Vidéo: immersion dans le monde des streamers
Chaque soir, ils réunissent des milliers de spectateurs en ligne depuis leurs chambre. Découvrez l'un de ces nouveaux métiers d'internet.
Vous ne savez pas vraiment ce que c’est, mais vous avez sûrement déjà entendu parler du métier de streamer. C’est devenu, depuis quelques années, l’un des métiers les plus convoités par les jeunes. Le concept ? Une personne se filme en train de réaliser une activité, qu’elle partage en direct avec ses spectateurs.
À l’origine, le contenu était essentiellement du jeu vidéo, mais depuis la pandémie de 2020, le public s’est diversifié. Cuisiner, faire de la musique ou visiter une ville en direct est devenu tout aussi courant. Les stars de la plateforme, comme les Français Domingo ou Gotaga, organisent aussi des émissions en plateau, semblables à la télévision. Mais il existe une différence notable. Ici, le viewer (ndlr: anglicisme adopté pour parler d’un spectateur) peut directement interagir grâce à un chat de discussion.
Être streamer à Fribourg
Parmi le million de streamers actifs chaque jour dans le monde, moins d’1 % peut en vivre. Mais certains arrivent à tirer leur épingle du jeu, même à Fribourg. C’est le cas de Yann Perroulaz. Sous le pseudonyme Yannex, il se connecte chaque soir sur sa chaîne et diffuse du contenu pour environ 300 spectateurs. « Je suis passionné du jeu de voiture Trackmania depuis mes 8 ans. Un jour, en regardant d’autres streamers, j’ai voulu faire pareil. J’ai donc décidé, moi aussi, de partager ma passion », explique l’ex-pâtissier de 29 ans.
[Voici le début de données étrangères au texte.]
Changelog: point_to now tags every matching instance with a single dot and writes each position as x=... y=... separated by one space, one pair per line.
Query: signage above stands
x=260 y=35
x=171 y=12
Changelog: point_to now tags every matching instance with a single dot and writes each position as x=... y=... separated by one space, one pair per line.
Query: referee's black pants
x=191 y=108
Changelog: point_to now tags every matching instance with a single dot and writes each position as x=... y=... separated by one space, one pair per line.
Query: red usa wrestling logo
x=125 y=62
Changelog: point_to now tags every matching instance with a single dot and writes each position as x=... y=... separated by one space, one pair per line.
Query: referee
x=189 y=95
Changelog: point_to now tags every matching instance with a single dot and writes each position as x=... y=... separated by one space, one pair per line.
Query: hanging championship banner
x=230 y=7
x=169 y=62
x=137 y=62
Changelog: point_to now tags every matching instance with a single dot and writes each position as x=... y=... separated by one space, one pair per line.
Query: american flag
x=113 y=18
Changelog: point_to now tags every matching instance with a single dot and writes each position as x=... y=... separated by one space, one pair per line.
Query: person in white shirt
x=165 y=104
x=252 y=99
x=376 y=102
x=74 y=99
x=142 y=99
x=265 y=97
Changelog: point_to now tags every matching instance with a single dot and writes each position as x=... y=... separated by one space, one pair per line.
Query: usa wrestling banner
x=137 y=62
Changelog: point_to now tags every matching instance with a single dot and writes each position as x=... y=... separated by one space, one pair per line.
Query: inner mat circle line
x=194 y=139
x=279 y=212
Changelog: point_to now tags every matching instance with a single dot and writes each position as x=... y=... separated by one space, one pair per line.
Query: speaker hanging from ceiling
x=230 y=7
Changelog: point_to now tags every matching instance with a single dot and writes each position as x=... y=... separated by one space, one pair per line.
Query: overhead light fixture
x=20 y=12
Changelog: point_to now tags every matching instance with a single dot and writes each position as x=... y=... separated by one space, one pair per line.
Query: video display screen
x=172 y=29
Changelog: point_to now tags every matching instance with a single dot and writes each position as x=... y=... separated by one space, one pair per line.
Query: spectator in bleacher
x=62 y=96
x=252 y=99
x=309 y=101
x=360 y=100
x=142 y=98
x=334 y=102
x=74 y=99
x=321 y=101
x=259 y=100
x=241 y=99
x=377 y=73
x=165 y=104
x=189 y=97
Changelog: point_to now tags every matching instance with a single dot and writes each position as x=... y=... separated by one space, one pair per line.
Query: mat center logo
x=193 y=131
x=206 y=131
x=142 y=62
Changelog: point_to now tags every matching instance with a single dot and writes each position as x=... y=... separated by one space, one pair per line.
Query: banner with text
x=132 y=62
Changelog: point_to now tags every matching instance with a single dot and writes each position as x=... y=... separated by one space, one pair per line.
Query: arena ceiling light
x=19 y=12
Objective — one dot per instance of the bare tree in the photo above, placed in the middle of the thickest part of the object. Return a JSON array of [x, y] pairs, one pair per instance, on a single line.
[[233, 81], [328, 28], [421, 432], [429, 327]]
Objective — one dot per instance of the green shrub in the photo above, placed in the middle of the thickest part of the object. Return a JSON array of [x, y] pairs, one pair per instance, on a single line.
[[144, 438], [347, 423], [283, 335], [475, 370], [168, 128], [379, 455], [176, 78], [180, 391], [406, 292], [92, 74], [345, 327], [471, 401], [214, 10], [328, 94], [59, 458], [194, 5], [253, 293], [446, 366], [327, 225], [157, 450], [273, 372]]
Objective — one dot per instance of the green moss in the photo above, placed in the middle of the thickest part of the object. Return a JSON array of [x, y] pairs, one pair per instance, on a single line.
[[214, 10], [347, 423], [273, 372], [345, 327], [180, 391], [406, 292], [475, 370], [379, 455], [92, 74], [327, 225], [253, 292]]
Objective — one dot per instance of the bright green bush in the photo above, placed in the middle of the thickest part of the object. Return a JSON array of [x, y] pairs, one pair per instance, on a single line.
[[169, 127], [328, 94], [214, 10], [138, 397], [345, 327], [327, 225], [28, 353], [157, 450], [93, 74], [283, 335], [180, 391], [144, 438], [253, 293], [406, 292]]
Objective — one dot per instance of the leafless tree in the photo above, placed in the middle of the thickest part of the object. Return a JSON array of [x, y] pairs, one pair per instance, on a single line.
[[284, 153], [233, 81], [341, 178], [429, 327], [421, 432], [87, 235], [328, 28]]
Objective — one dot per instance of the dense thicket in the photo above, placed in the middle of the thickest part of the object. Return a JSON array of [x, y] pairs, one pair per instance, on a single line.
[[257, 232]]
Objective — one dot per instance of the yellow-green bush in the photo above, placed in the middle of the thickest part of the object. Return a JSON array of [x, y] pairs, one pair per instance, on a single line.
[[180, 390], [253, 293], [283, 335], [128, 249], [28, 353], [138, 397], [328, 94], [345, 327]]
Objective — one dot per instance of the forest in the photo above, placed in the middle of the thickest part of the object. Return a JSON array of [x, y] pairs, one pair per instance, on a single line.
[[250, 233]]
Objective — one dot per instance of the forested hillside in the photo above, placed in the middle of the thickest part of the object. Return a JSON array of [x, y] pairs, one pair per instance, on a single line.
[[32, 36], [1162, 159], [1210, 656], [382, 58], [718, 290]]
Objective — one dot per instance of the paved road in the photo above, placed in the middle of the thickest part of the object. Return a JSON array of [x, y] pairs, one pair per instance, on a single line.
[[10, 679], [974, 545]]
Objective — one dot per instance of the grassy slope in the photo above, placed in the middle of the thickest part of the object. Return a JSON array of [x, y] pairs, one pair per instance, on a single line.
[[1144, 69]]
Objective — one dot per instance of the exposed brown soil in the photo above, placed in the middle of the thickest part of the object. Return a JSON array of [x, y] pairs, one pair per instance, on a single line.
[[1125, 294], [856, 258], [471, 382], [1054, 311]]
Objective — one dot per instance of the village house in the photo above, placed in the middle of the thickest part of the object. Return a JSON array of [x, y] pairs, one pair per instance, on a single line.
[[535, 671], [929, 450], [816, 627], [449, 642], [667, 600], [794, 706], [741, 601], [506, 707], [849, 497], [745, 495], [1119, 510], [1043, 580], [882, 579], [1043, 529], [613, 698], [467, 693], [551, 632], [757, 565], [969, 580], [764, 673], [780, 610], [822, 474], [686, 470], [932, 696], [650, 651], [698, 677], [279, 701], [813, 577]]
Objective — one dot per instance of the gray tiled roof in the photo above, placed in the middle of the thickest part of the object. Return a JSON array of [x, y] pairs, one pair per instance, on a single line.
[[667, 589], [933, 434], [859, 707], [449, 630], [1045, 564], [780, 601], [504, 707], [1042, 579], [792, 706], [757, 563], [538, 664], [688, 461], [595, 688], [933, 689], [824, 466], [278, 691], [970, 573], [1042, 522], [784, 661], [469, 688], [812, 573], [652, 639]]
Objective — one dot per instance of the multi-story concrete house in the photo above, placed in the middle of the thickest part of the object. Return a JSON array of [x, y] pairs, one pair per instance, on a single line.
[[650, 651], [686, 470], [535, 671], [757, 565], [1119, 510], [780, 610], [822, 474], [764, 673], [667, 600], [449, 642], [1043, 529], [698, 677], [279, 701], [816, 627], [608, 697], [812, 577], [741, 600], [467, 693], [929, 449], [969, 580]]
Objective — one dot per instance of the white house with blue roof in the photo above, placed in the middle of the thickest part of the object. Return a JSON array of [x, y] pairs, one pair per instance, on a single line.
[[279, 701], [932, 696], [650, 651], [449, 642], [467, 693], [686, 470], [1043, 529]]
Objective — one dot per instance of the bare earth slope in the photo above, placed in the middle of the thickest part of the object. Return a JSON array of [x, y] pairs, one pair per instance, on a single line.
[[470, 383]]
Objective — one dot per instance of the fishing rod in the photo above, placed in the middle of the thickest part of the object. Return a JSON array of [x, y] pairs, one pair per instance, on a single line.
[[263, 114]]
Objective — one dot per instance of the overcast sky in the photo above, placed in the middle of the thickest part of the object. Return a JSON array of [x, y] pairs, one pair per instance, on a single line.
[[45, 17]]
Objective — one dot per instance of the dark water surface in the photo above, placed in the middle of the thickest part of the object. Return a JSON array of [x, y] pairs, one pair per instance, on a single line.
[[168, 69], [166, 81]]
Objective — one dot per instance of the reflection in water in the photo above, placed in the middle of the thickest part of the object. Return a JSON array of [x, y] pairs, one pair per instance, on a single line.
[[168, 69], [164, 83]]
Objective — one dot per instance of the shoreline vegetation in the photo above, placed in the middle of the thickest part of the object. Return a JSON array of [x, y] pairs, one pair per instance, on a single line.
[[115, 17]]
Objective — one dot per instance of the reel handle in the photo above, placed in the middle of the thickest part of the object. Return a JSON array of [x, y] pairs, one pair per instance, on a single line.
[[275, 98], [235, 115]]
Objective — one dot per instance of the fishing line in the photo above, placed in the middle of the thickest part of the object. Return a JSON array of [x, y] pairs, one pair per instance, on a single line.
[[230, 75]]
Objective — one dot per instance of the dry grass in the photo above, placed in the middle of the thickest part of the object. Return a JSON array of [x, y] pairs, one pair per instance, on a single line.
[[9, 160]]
Quand on est streamer, il existe plusieurs moyens de gagner sa vie. « Des pubs passent sur mes streams et je touche un revenu, comme sur YouTube. J’ai également des partenariats avec des marques ou des jeux qui me paient pour faire la promotion de leurs produits. Mais mon revenu principal vient des abonnements », précise-t-il. En effet, bien que le visionnage soit gratuit, il est possible de s’abonner à son streamer favori pour environ 7 CHF par mois. Bien que cela offre de petits avantages, comme un badge de fidélité visible à côté du pseudo, l’abonnement est surtout une preuve de soutien.
Ce système fonctionne notamment grâce à l’esprit de solidarité, intrinsèque au monde du streaming. Chaque créateur entretient sa communauté, avec ses références, ses habitudes. Comme la plupart se connectent quotidiennement, le stream devient, pour les viewers, un lieu de rendez-vous, d’échange et de partage. Il n’est d’ailleurs pas rare que des amitiés se créent au-delà d’Internet. Certains se rencontrent même dans la vraie vie, sans nécessairement que le streamer en question soit présent.
À Fribourg, trois amis passionnés de jeux vidéo ont décidé d’utiliser le streaming à des fins de charité. Pascal, Jacky et Van Nhut ont créé l’association Caristream. Depuis 2017, ils organisent des événements pour récolter de l’argent. « Le concept a vu le jour en France avec le ZEvent, créé par le streamer Zerator et son collègue Dach. Du vendredi au dimanche, ils invitent d’autres créateurs à se réunir dans une salle pendant 50 heures non-stop pour divertir, tout en appelant aux dons. Nous avons voulu reproduire ce type d’événement en Suisse, à notre manière », explique Pascal, conseiller en vente chez Sunrise et président de Caristream.
Au fil du temps, le projet s’est développé. Entre 2017 et 2025, l’association a organisé cinq événements. Le dernier en date, tenu en octobre dernier, a permis de récolter près de 22’200 CHF en faveur de Rêves Suisse. « Les gens ont envie de participer à cet élan de charité. Ils veulent s’impliquer au niveau suisse. Ils répondent présents aussi quand il s’agit d’associations qui les touchent », détaille Pascal.
La Suisse en retard
Malgré tout, le monde du streaming reste encore une niche peu développée en Suisse. « En France, les nouveaux métiers d’Internet, comme youtubeur, streamer ou influenceur, sont compris depuis plusieurs années. Ici, c’est plus compliqué. Les gens ne savent pas en quoi consistent ces métiers. C’est à nous, petits, moyens et grands streamers, de promouvoir notre domaine auprès de la population », explique Jacky Kalbermatter, streamer amateur et vice-président de Caristream.
Aujourd’hui, plus d’un million de personnes streament quotidiennement sur Twitch. Avec 1,37 million de spectateurs en simultané, le GP Explorer 2025, course de Formule 4 organisée par Squeezie, est devenu le stream francophone atteignant le plus haut pic de viewers.